From Anne Giles Clelland:
My brain will potentially join the 5,000 referred to by Read Montague in his TED Talk, What we’re learning from 5,000 brains. (This post was inspired by the inaugural TEDxVirginiaTech event hosted on November 10, 2012 in Blacksburg, Virginia, home of Handshake Media and Handshake 2.0, whose videos were recently released.)
I replied to a request for brain research study recipients posted by the Virginia Tech Carilion Research Institute. Having helped coordinate a small pilot study for use of our behavioral health software platform Cognichoice(TM) in collaboration with an academic research hospital, I was fascinated to see the documents for what I believe was an example of the top level of research, a Randomized Control Trial (RCT). Dr. Read Montague and Dr. Warren Bickel were principal investigators on the study in which I participated for two days in mid-October, 2012. One session involved various tests with software and interviewers, and the other making choices with hand controls while undergoing an MRI.
I volunteered for the study because I am interested in choices, people will help us when they volunteer for our study, so I wanted to join them in helping the research efforts of others, and I have no children and felt a longing to join this opportunity to contribute to science that, in some way, might help future generations. And many can’t, and I can, so I did: I can tolerate extended time in an MRI tube.

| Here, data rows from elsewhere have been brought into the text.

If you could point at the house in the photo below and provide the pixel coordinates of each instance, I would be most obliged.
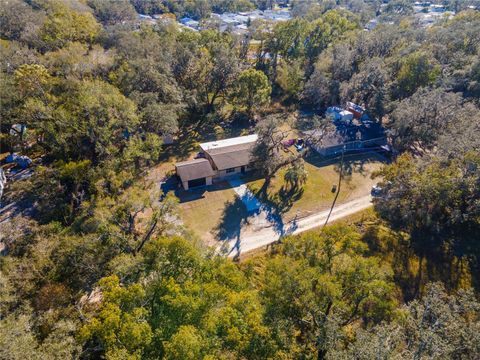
(355, 136)
(219, 159)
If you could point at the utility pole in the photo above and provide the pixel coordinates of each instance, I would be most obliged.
(338, 188)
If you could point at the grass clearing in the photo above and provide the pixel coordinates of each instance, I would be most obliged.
(316, 195)
(202, 210)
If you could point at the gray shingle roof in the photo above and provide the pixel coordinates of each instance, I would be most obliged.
(194, 169)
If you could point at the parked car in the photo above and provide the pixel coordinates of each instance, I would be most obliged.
(377, 191)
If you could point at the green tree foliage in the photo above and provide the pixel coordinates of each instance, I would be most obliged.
(418, 121)
(435, 202)
(252, 90)
(187, 306)
(416, 70)
(121, 326)
(111, 12)
(18, 340)
(64, 24)
(437, 326)
(320, 283)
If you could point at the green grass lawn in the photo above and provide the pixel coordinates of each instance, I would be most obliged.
(316, 195)
(203, 210)
(208, 211)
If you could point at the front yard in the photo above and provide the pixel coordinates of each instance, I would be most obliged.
(205, 210)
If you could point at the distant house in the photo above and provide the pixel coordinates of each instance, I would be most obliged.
(352, 137)
(221, 159)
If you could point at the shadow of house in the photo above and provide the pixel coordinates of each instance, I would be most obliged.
(229, 229)
(352, 162)
(276, 205)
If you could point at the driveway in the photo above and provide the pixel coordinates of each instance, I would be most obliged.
(266, 235)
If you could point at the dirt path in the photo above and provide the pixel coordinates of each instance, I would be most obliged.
(249, 241)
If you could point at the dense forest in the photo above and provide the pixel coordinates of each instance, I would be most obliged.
(92, 264)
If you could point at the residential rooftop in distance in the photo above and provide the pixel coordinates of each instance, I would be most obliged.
(218, 144)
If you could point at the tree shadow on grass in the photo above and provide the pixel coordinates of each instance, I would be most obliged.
(277, 204)
(352, 162)
(229, 229)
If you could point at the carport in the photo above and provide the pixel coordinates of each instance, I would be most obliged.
(194, 173)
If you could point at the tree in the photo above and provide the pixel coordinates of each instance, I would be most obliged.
(330, 27)
(296, 175)
(416, 70)
(290, 78)
(438, 326)
(434, 201)
(64, 25)
(252, 90)
(369, 87)
(269, 154)
(135, 217)
(318, 284)
(418, 121)
(111, 12)
(19, 341)
(120, 327)
(89, 122)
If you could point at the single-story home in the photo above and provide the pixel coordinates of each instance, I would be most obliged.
(352, 137)
(218, 159)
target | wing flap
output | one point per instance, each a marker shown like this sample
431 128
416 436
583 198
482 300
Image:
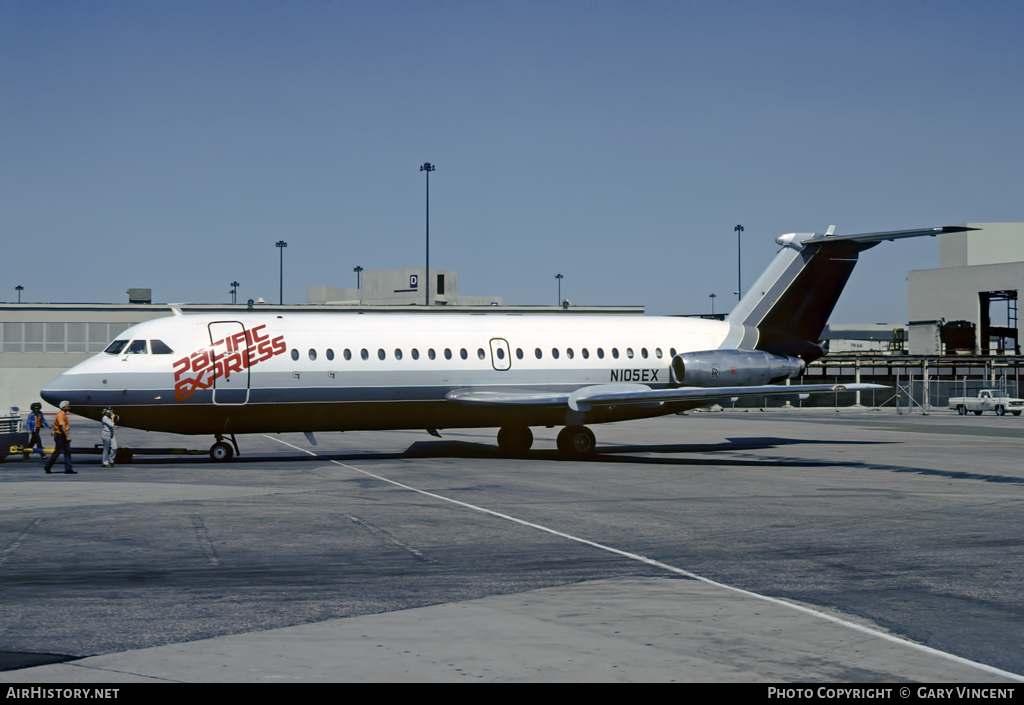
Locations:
587 398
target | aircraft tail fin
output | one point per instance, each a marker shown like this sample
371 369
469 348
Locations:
786 308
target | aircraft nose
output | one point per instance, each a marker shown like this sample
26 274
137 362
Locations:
56 390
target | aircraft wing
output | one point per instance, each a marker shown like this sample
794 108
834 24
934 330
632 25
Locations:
892 235
612 395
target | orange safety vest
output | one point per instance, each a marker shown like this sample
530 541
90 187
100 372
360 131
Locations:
60 424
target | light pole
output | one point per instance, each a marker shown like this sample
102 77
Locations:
739 266
428 167
281 245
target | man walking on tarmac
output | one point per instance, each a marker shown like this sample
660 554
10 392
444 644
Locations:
35 424
61 440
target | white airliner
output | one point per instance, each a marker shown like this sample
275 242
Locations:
256 373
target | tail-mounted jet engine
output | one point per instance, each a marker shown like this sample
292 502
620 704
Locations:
733 368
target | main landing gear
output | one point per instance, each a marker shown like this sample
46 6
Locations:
223 451
577 442
574 443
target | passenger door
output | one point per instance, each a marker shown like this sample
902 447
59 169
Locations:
501 359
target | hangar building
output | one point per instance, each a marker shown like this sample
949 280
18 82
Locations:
968 305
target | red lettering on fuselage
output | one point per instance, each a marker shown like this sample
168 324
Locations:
237 355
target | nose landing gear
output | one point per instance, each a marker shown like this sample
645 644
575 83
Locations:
223 451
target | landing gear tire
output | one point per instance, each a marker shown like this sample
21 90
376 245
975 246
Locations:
577 442
221 452
515 441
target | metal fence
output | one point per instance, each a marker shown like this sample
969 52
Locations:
938 392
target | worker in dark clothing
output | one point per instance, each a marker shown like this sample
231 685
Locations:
35 424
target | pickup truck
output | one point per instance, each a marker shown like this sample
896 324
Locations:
987 400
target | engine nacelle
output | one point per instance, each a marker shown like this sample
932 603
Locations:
733 368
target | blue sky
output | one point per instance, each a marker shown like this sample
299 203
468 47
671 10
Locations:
170 144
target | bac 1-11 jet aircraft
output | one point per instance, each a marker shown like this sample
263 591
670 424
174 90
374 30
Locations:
258 372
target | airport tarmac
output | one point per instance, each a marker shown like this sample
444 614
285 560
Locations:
741 546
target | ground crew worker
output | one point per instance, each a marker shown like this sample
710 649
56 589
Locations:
35 424
109 420
61 440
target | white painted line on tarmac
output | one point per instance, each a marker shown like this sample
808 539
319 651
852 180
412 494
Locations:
17 542
673 569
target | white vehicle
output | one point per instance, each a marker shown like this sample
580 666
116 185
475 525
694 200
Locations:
987 400
264 373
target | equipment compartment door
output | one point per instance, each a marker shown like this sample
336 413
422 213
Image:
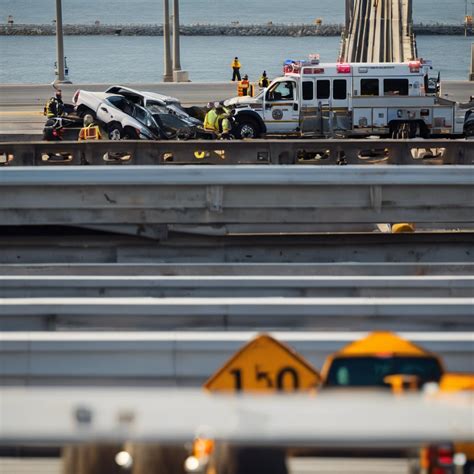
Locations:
282 110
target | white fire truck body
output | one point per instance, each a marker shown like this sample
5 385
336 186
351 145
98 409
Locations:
325 100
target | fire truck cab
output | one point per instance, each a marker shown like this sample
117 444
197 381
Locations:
338 99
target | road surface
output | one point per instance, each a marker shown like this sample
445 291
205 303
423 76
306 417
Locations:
21 106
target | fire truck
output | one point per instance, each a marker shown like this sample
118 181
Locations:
349 100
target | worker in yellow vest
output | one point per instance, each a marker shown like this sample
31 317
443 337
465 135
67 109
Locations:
263 82
243 87
210 120
90 131
235 69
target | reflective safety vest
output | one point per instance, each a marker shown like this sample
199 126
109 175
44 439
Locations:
210 121
91 132
243 87
53 108
226 125
263 82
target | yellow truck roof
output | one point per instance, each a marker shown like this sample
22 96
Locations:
382 342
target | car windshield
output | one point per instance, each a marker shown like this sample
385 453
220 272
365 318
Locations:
144 117
171 121
371 371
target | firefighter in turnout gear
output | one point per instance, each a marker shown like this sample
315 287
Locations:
90 131
55 106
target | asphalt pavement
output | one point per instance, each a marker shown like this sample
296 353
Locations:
21 106
296 466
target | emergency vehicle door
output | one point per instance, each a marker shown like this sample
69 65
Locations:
281 110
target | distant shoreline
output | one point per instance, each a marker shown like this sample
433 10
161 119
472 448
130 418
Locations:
268 29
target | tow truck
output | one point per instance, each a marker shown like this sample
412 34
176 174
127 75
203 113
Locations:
344 100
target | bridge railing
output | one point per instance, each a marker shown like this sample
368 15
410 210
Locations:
264 152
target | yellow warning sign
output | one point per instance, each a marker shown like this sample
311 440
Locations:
264 365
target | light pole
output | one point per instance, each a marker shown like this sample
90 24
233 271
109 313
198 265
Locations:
349 13
178 74
168 73
176 52
60 45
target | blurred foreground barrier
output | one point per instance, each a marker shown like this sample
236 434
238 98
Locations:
23 314
242 195
57 416
263 152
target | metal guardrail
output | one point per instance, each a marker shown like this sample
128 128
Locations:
261 152
228 253
61 416
236 286
177 268
246 195
400 314
170 358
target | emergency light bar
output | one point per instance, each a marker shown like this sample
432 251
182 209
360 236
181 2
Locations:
414 66
343 68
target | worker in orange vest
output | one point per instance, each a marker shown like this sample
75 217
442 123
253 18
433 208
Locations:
235 69
90 131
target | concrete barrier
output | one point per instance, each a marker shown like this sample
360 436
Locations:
233 313
277 195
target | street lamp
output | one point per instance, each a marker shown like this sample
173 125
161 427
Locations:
178 74
60 45
168 73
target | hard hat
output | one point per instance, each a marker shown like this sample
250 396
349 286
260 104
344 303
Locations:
88 119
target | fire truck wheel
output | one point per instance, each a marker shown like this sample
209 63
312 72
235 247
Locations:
115 131
248 128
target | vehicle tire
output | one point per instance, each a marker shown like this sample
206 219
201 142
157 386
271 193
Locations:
469 131
82 111
196 112
115 131
130 133
248 128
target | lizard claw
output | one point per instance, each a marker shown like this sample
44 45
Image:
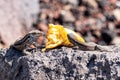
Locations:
102 48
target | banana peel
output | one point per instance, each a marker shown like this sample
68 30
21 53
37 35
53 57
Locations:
58 35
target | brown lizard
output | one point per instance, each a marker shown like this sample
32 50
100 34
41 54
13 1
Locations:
31 40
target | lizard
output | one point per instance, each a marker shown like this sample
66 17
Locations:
31 40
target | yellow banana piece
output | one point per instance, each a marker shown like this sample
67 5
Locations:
58 35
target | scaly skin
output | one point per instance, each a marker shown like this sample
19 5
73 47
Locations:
31 40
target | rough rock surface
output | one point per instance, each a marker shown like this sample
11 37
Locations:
60 64
15 17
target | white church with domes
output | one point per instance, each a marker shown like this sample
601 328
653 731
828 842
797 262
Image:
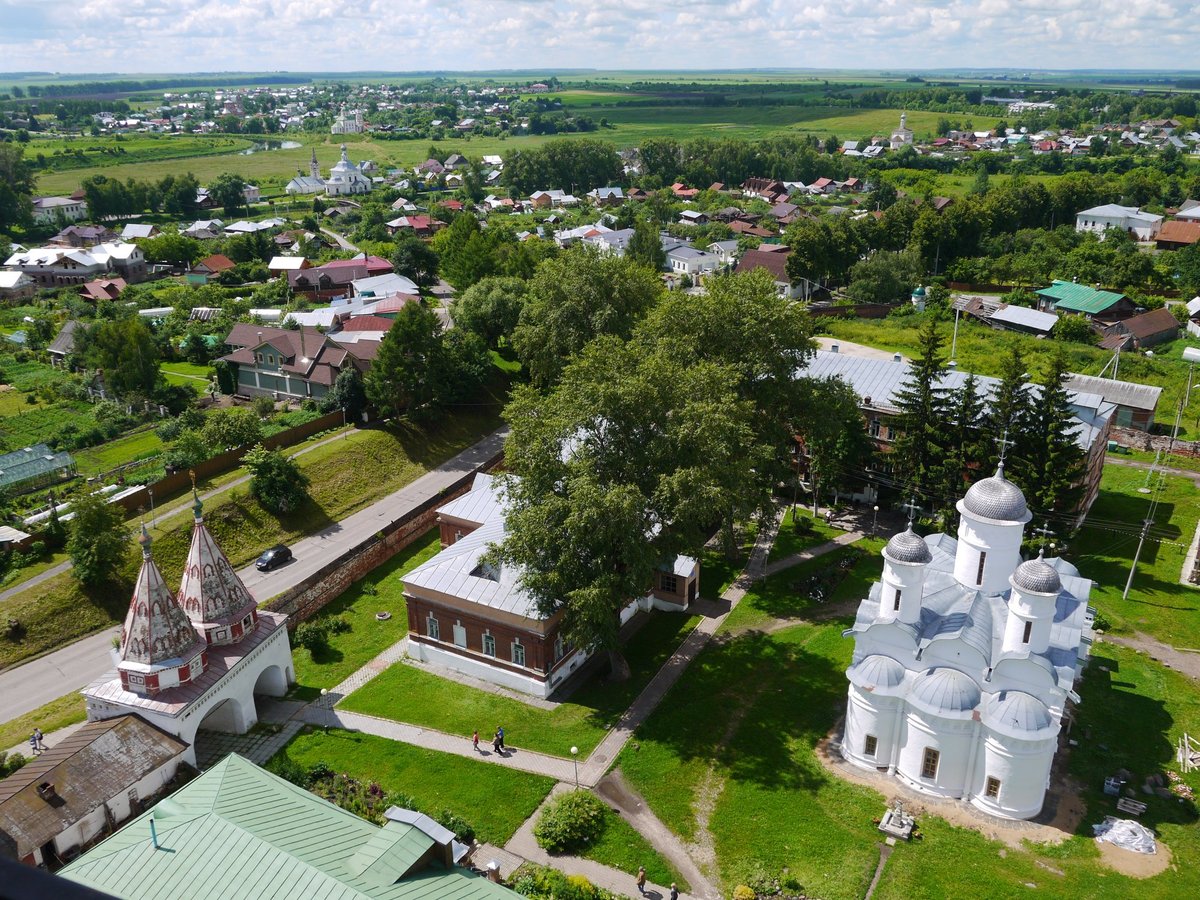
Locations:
965 659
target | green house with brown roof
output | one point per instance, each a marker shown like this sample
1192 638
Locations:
240 833
1068 297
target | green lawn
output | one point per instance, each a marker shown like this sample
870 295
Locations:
492 798
139 445
811 533
1104 547
774 809
411 695
54 715
367 636
346 475
622 847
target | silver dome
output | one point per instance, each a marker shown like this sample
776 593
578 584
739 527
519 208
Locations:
1037 576
996 498
1017 712
876 671
945 690
909 547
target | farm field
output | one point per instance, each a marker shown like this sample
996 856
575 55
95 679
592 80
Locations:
273 168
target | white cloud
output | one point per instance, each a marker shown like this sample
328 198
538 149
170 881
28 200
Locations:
352 35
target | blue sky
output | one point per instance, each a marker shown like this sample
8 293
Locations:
405 35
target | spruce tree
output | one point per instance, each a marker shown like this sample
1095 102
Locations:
1054 460
919 455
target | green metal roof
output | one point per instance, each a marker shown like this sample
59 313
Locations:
240 833
1079 298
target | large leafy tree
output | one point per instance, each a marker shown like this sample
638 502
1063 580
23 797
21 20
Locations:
622 466
16 186
491 309
919 453
742 324
126 353
575 298
97 541
229 191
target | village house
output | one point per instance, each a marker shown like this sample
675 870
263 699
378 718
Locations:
472 616
83 787
291 364
1141 226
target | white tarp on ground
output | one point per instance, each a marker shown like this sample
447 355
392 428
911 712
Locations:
1127 834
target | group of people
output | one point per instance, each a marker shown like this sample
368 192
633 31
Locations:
497 741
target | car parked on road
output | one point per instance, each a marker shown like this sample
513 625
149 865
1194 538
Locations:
271 558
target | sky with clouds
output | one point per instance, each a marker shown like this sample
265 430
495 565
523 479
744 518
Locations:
143 36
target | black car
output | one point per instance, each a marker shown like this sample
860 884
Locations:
276 556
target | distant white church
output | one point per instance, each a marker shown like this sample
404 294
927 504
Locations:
345 179
965 659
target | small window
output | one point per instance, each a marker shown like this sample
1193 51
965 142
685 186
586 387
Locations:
929 765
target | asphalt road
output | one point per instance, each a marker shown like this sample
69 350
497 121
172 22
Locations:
34 684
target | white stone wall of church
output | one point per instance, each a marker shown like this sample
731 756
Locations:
869 714
1002 544
1023 768
953 741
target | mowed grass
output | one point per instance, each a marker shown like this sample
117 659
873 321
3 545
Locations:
1104 549
57 714
739 733
495 799
131 448
345 475
412 695
367 636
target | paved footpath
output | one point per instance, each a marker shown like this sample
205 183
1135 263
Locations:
25 688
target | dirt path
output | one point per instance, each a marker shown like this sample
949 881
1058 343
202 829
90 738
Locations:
617 792
1180 660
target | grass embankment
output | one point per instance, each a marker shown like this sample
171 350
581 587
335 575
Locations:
367 637
412 695
57 714
346 475
492 798
1104 547
982 349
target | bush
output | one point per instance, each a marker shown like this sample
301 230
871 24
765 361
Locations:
570 822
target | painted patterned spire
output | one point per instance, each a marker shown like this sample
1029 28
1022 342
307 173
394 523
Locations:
156 630
211 593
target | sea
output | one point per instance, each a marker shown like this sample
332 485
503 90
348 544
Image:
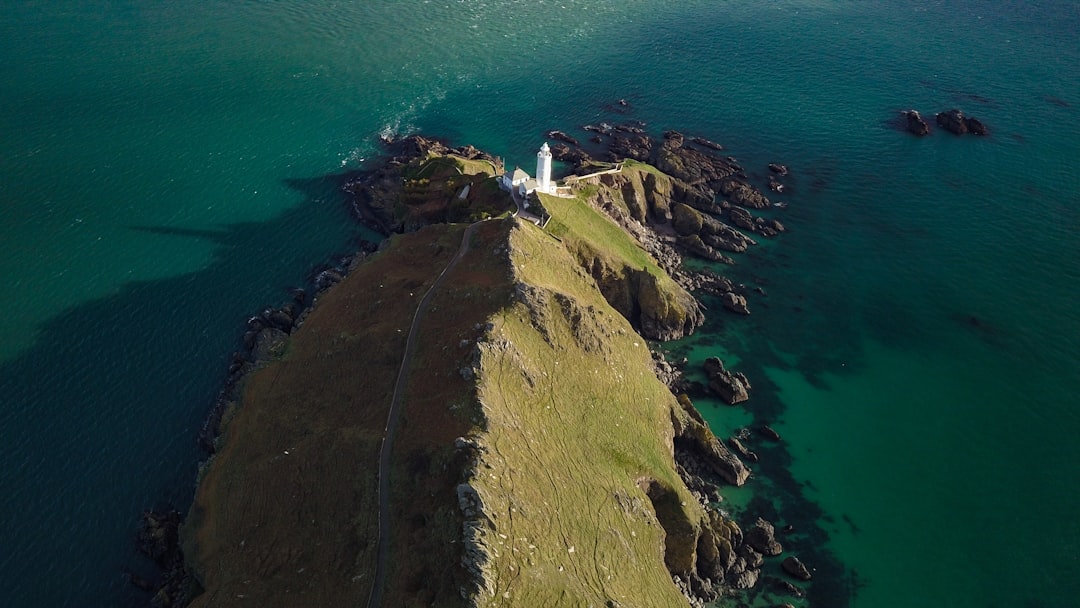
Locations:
167 170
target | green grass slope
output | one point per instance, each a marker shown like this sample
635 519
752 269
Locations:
578 428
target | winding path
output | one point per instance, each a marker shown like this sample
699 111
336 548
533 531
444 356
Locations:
375 597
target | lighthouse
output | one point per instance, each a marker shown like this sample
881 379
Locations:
543 170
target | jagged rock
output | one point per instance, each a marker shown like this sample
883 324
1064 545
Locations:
562 137
693 244
796 568
915 123
704 281
159 536
686 220
693 435
269 343
745 579
742 193
706 143
630 146
975 126
954 121
785 588
754 559
469 501
741 449
731 387
734 302
572 156
763 538
769 432
742 218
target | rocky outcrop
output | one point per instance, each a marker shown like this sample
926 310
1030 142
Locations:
955 122
763 538
743 193
914 123
159 540
692 435
796 568
731 387
734 302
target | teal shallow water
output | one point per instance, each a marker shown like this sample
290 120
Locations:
918 349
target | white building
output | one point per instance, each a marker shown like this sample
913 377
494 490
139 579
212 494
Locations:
543 171
526 185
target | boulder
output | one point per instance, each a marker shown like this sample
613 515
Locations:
159 536
796 568
562 137
763 538
686 219
744 194
693 244
742 450
742 218
769 433
706 143
745 579
734 302
731 387
694 436
975 126
915 123
952 121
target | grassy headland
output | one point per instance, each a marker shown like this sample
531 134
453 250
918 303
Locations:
534 463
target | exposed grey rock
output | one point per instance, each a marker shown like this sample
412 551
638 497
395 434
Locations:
763 538
796 568
734 302
731 387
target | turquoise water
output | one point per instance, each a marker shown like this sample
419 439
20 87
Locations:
166 171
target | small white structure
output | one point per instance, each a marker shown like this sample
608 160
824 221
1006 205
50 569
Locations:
543 170
511 180
526 185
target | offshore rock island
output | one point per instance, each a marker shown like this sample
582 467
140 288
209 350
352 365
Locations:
538 453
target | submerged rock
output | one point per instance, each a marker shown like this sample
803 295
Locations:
731 387
763 538
954 121
796 568
915 123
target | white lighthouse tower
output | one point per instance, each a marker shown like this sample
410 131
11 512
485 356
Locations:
543 170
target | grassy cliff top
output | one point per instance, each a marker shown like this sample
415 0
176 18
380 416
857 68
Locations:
578 426
532 464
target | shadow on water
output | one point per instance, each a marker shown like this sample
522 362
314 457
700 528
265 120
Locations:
99 418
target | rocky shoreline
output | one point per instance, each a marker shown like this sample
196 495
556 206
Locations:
667 218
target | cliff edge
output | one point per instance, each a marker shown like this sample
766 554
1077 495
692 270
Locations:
535 459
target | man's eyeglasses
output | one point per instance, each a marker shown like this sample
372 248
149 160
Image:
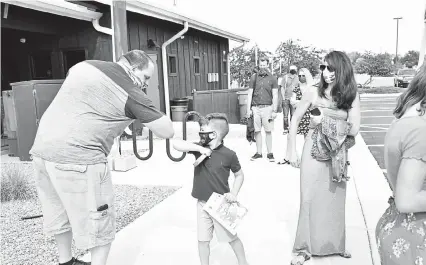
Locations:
329 68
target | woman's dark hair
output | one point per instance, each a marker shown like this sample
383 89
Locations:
344 90
415 93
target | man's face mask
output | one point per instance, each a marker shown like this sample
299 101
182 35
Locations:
206 137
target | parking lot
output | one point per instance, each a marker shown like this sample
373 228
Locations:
376 117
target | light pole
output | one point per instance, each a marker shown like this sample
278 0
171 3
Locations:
397 33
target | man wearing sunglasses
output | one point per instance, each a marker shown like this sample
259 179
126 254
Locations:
288 84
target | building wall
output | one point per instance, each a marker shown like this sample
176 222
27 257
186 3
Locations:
49 33
195 44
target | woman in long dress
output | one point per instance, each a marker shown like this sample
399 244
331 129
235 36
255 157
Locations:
400 233
321 224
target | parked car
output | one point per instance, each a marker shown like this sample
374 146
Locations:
403 77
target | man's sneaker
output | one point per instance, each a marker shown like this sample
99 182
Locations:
256 156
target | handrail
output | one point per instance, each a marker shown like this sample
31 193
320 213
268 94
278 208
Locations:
135 144
185 119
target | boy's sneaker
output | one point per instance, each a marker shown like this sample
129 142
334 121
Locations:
256 156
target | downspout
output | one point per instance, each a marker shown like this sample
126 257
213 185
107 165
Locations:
165 69
229 63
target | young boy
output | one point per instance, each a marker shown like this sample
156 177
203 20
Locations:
210 176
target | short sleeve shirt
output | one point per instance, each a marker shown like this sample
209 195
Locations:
213 173
262 93
405 139
94 105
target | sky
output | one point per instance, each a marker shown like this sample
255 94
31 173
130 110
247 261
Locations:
362 25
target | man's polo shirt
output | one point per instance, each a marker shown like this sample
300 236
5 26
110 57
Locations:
262 93
212 174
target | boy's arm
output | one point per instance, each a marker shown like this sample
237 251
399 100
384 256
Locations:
185 146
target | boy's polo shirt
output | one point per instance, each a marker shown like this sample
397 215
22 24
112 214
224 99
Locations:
212 174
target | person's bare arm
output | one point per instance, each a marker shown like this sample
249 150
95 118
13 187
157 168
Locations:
239 180
409 196
354 116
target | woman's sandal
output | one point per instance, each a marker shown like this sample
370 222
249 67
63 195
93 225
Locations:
345 255
284 162
298 262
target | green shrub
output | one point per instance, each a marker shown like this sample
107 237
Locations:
16 182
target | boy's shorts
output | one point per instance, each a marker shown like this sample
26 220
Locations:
206 224
261 117
70 195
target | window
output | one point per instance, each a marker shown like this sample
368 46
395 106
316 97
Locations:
197 65
41 65
172 65
73 57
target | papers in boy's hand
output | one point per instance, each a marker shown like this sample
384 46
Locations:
229 215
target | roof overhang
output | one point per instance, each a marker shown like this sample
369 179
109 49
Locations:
145 8
57 7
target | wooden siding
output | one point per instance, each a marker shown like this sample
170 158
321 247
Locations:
208 48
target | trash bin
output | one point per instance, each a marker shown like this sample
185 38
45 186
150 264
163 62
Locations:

Of the 13,000+ health apps in the App Store, an estimated 95% are untested. Having just returned from the mHealth Summit where I learned of the paradox of the complexity, cost and the length of time (sometimes years) required for an RCT, and the complexity, cost and flexibility of time (the lean startup model can deploy changes in a matter of minutes) required for mobile software application development, I have only admiration for the research being done by Dr. Montague and Dr. Bickel.
Researchers and entrepreneurs have to really believe in what they’re doing to put their ideas and theories to the test. 5000 brains. That’s a lot of tests and a lot of belief.